15.7.11

Era uma vez em Córdoba

Miguel nasceu em Córdoba, construiu sua família por lá, trabalha como taxista na capital há 33 anos e tem como meta de vida reconstruir a história de sua província com relatos que colhe de “pueblo” em “pueblo”.  Me contou tudo isso, despretensiosamente, em um corrida do estádio Mauro Kempes (onde estive acompanhando os jogos da Copa América) ao centro da cidade. O trajeto todo durou uns 50 minutos, mais do que costuma durar. Para mim, uma demora proposital.  Miguel, assim como gosta de ouvir as histórias de sua gente, tem orgulho de contar sua paixão a quem demonstre se interessar. Assim, nesse tempo que, para quem tem pressa de chegar parece muito e para mim, que tinha sede de ouvir, foi pouco, ele me falou sobre sua história tão entrelaçada com a história do outro.

A primeira coisa que me contou, e sobre a qual concordamos facilmente, é que tem uma admiração muito grande pela província onde nasceu e que esse sentimento vem, em grande parte, pelo povo cordobes. “La gente mas buena de la Argentina”, como já me haviam dito em outras tantas províncias pelas quais passei nesse período de intercambio. Essa paixão foi o que fez com que Miguel adotasse sua gente de todas as maneiras que lhe foi possível.

Separado há alguns anos, vive sozinho. Solidão que parece não incomodar. Com quatro filhos adotivos, Miguel está sempre com a casa cheia. “Os meninos perderam os pais em acidente e não tinham com quem ficar. Eles não queriam se separar na adoção e eu e minha esposa decidimos criar os quatro”. Apesar da separação afirma convincente que não perde o contato com “los chicos” que, em algumas situações, lhe acompanham em meta.

Há 18 anos, Miguel escuta e registra histórias da sua terra. Em seu tempo livre, pega o carro e percorre pequenas cidades da província de Córdoba.
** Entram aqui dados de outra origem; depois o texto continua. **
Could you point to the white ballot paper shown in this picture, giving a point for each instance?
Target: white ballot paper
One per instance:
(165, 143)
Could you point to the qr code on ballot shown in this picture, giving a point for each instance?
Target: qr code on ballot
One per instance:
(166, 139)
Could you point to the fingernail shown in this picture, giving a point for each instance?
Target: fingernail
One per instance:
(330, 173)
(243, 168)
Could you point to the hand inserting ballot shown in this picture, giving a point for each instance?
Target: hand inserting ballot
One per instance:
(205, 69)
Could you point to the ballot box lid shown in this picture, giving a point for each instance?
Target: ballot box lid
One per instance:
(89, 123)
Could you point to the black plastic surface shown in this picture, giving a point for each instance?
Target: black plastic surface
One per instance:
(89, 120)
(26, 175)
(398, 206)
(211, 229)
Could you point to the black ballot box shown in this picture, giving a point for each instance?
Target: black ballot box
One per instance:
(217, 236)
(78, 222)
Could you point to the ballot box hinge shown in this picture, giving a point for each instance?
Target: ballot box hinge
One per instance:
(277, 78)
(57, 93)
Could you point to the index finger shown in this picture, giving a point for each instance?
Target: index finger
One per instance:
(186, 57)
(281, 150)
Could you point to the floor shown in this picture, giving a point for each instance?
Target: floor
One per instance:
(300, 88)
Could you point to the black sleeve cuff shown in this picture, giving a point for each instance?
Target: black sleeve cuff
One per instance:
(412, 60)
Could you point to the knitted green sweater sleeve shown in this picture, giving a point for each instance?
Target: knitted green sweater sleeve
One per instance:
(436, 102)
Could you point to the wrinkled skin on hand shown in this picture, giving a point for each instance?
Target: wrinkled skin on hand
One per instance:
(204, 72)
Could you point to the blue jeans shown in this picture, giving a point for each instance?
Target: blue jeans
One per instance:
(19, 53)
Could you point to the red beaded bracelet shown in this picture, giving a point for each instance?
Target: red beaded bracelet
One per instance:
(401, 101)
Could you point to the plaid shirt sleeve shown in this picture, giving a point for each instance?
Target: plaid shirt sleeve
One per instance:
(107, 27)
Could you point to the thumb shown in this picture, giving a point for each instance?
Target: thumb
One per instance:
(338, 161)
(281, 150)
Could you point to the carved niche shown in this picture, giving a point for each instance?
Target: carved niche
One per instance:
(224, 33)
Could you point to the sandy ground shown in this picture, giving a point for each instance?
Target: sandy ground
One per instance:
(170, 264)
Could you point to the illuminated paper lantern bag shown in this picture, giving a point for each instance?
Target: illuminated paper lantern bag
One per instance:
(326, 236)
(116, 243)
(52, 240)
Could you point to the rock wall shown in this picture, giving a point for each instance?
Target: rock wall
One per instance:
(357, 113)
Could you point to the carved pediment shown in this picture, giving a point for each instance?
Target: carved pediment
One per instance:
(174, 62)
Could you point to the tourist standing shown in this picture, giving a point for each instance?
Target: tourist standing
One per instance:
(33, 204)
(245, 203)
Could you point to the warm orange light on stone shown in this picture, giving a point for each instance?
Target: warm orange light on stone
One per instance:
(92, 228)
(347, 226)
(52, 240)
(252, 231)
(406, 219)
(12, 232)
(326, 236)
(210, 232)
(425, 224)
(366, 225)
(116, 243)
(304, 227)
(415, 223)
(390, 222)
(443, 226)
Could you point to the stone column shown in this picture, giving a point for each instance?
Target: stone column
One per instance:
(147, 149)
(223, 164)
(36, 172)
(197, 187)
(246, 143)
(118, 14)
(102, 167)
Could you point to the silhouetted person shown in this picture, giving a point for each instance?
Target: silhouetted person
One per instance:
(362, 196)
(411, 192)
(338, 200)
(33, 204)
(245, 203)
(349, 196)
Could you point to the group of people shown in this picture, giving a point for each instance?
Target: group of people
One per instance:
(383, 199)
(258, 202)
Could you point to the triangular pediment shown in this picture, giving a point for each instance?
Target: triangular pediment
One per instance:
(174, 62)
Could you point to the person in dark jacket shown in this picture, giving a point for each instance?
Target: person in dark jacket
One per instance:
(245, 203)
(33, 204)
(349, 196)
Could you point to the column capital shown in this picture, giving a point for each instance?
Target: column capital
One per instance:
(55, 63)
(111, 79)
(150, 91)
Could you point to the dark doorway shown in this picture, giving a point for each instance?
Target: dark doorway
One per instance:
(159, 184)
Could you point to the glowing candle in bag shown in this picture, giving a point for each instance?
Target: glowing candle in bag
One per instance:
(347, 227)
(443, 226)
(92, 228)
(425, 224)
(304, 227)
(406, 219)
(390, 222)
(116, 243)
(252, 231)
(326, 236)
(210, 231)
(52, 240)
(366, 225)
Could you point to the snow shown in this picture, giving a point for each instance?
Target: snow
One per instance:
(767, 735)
Já conheceu 68 “pueblos”. “Eu descubro lugares que ninguém dá importância. Conheci cidades habitadas por duas ou três famílias e quem nem constam no mapa. Tive contato com a gente da minha província”. Anota tudo o que vê pelo único motivo da lembrança pessoal: “Eu não pretendo nada com o que eu faço. Quero apenas saber como é o lugar que eu vivo e as pessoas que fazem parte da minha história”.
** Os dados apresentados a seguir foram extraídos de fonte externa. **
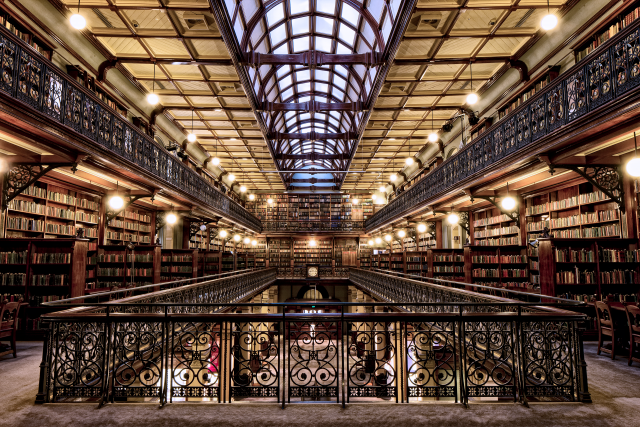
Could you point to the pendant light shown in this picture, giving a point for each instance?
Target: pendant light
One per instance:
(192, 136)
(508, 203)
(433, 136)
(633, 166)
(152, 98)
(549, 21)
(472, 98)
(77, 21)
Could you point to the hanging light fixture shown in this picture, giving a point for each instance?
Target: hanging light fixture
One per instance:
(116, 201)
(77, 21)
(152, 98)
(633, 166)
(472, 98)
(549, 21)
(433, 136)
(508, 203)
(192, 136)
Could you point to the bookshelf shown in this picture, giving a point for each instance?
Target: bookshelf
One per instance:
(131, 225)
(588, 269)
(178, 264)
(114, 267)
(577, 211)
(501, 267)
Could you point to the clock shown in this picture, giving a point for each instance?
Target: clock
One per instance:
(312, 271)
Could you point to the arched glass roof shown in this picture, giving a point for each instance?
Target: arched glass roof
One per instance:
(286, 27)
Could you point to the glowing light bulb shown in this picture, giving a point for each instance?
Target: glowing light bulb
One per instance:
(153, 99)
(633, 167)
(549, 22)
(116, 202)
(509, 203)
(77, 21)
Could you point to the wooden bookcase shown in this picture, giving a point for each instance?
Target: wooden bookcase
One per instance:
(499, 266)
(39, 270)
(133, 224)
(113, 267)
(577, 211)
(178, 264)
(587, 269)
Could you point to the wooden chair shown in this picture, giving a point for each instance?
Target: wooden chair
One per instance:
(633, 320)
(9, 324)
(605, 327)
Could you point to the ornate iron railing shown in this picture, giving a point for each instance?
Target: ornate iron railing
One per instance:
(180, 346)
(609, 73)
(38, 84)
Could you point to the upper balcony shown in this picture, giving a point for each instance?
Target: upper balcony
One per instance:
(604, 78)
(35, 83)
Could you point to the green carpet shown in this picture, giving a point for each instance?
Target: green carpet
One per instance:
(615, 388)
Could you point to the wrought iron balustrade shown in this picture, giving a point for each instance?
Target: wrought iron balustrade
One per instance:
(178, 346)
(38, 84)
(610, 72)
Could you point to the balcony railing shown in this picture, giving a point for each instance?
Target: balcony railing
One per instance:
(608, 73)
(178, 346)
(37, 83)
História essa que ele faz crescer a cada vez que, além de escutar e escrever, leva consigo as histórias que ouve. “Em San Carlos eu descobri uma família de 15 pessoas vivendo embaixo de uma árvore. Eu nunca tinha visto nada igual. Precisava fazer algo por eles”. Miguel buscou ajuda. Conversou com amigos, com a prefeitura, e mexeu no seu próprio orçamento. Em menos de dois meses, a família tinha uma casa. “A municipalidade doou o terreno e eu e um amigo construímos com as nossas mãos”. Esforço que teve sua recompensa. Enquanto conta, ele esboça um sorriso e, pelo retrovisor, eu vejo o orgulho em seu rosto. A família hoje entra na lista dos grandes amigos de Miguel que, por tanto apreço, ajuda um dos meninos nos estudos. “Enquanto eu puder, vou cuidar dele como filho”.
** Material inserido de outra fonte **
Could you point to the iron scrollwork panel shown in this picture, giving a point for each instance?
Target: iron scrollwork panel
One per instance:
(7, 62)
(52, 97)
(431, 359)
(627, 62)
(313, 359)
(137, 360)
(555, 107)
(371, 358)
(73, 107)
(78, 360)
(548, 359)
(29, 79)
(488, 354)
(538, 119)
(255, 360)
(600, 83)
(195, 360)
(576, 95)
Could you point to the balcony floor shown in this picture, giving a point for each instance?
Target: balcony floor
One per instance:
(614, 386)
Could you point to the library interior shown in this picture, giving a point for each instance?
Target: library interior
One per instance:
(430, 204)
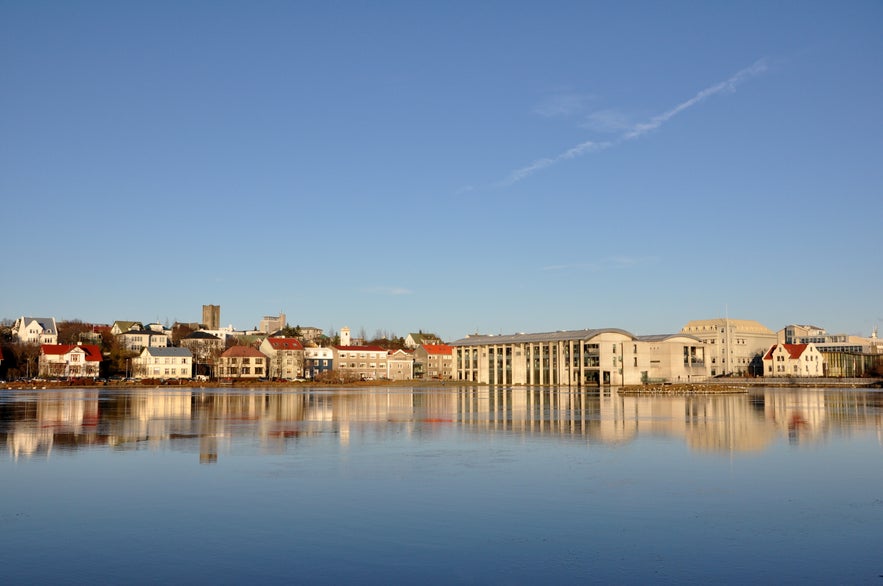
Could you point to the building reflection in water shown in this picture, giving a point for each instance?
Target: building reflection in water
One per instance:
(42, 422)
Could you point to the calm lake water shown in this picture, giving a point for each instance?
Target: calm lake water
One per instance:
(439, 485)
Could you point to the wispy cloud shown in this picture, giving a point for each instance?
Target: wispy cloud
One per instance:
(387, 291)
(631, 132)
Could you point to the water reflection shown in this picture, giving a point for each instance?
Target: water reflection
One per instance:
(39, 422)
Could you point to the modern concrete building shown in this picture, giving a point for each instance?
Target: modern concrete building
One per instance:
(579, 357)
(211, 317)
(272, 323)
(735, 346)
(156, 362)
(434, 361)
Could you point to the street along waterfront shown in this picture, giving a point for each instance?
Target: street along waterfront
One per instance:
(439, 484)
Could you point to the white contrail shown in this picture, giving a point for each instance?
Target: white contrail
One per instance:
(638, 130)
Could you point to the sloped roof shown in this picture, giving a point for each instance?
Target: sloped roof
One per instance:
(168, 352)
(438, 349)
(285, 343)
(47, 323)
(93, 353)
(200, 336)
(795, 351)
(360, 348)
(242, 352)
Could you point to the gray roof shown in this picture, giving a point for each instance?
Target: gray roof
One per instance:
(559, 336)
(47, 323)
(168, 352)
(522, 338)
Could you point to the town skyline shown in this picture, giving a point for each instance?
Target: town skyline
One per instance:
(457, 167)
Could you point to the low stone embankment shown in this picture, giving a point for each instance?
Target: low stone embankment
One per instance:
(683, 389)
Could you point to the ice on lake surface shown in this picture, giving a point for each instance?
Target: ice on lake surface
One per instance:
(441, 485)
A idéia de Miguel é continuar o seu projeto “para siempre”. Com os seus estudos da vida – ele não terminou o secundário – aprendeu onde está a verdadeira história das coisas: “A verdade está no que as pessoas contam. São elas que sabem o que está acontecendo no mundo em que vivem. O mundo que é ao redor delas”. 


Miguel me ajudando: de uma história a outra a gente brinca de construir o mundo.